È ormai sotto gli occhi di tutti il fatto che i gangli vitali dello Stato, quelli su cui si reggono le sorti del nostro futuro di italiani (magistratura, governo e parlamento), marciano dritti verso un destino barbaro e beffardo. La propria perdita di credibilità. Le ragioni sono molte. L’ultima è tutto il materiale probatorio, dibattimentale e inquisitorio sul quale si fonda l’attuale processo sulla trattativa Stato-Mafia, nel quale è coinvolto il testimone Massimo Ciancimino, figlio di don Vito, anello di congiunzione tra Stato e mafia al tempo del sacco di Palermo e anche dopo.

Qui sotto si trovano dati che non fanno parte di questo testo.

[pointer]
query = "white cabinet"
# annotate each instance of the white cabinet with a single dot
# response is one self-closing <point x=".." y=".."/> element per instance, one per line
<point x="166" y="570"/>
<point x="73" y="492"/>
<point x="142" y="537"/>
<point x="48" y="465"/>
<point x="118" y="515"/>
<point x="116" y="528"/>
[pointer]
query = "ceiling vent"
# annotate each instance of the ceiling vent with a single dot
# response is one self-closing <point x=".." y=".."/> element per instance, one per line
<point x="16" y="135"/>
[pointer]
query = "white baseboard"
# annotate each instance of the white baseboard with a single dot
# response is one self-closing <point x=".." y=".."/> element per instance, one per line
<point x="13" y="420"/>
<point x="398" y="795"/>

Ora possiamo cominciare a contare gli anelli che vanno saltando, mentre si dissolve la legalità come valore morale. Dopo l’eliminazione fisica del procuratore Antonio Ingroia, una vera e propria rimozione costruita a tavolino a livello pluridisciplinare, tra diverse fonti di potere (dello Stato, della carta stampata e dell’informazione radiotelevisiva) si sono avute le minacce di morte al pm Nino Di Matteo, contro il quale si è pure avviato un procedimento disciplinare per un’intervista a Repubblica nella quale si confermano le intercettazioni Napolitano-Mancino agli atti dell’inchiesta.

Ed è già venuto il turno per Francesco Messineo al quale il consiglio superiore della magistratura muove una serie di accuse così gravi da indurre la prima commissione a iniziare la procedura di trasferimento d’ufficio per incompatibilità. Lo accusano di aver fatto sfumare la cattura di Matteo Messina Denaro “per difetto di coordinamento all’interno dell’ufficio della procura“, come vuole l’accusa del pm Leonardo Agueci, fatta propria dal Csm. Una vera e propria questione di lana caprina perché stabilire lo standard di qualsiasi coordinamento è questione opinabile che dipende da una personale professionalità e correttezza. Un tallone d’Achille che se dovesse essere applicato a tutti i dipendenti dello Stato potrebbe mandare a casa il 90% dei dipendenti, e qualcosa in più dei dirigenti.

Tutti sanno che la vera “incolpazione” di Messineo, non considerando la richiesta di archiviazione di qualche altro caso che lo riguarda, è quella di avere avuto buoni rapporti con gli altri magistrati del suo ufficio e soprattutto con Antonio Ingroia, costretto a un’autodifesa solitaria impotente e fatto oggetto persino di derisione. Fino alla scelta dell’autoesclusione dalla stessa magistratura, come ultima chance per salvaguardare la propria salute fisica e morale. È il massimo, per un magistrato che da sempre ha lottato contro la mafia a viso aperto, che solo la dittatura di Pinochet o di Videla avrebbero così sottilmente messo in atto.

L’amara evidenza sorge spontanea. In questa Italia che va in malora, chi combatte per la legalità e per la verità è punito e chi detiene le redini del potere è premiato anche quando buon senso vorrebbe che anche sul suo operato i cittadini ci vedessero chiaro.

La trattativa Stato-Mafia è vecchia quanto la storia dell’Italia monarchico-repubblicana. Da quando, in vista dello sbarco angloamericano, fu stabilito il preciso ruolo che avrebbero giocato le famiglie mafiose nelle operazioni di intelligence necessarie a preparare l’Operazione Husky. E come è dimostrato dalla trattativa tenuta dagli alti vertici dell’Arma dei Carabinieri con la banda di Salvatore Giuliano per abbattere la democrazia nascente, dopo il crollo del fascismo e la vittoria delle forze popolari e repubblicane nel referendum del 2 giugno 1946.

Il maresciallo Giuseppe Calandra lo conferma nei suoi manoscritti, quando dichiara di aver ricevuto una lettera di un suo superiore con la quale lo si informava del fatto che si era costituito un Fronte dei Reali Carabinieri destinato ad abbattere anche con le Armi il comunismo. È da quegli anni che comincia la storia della trattativa. Fingere di non saperne nulla è segno di complicità e di inqualificabile omertà.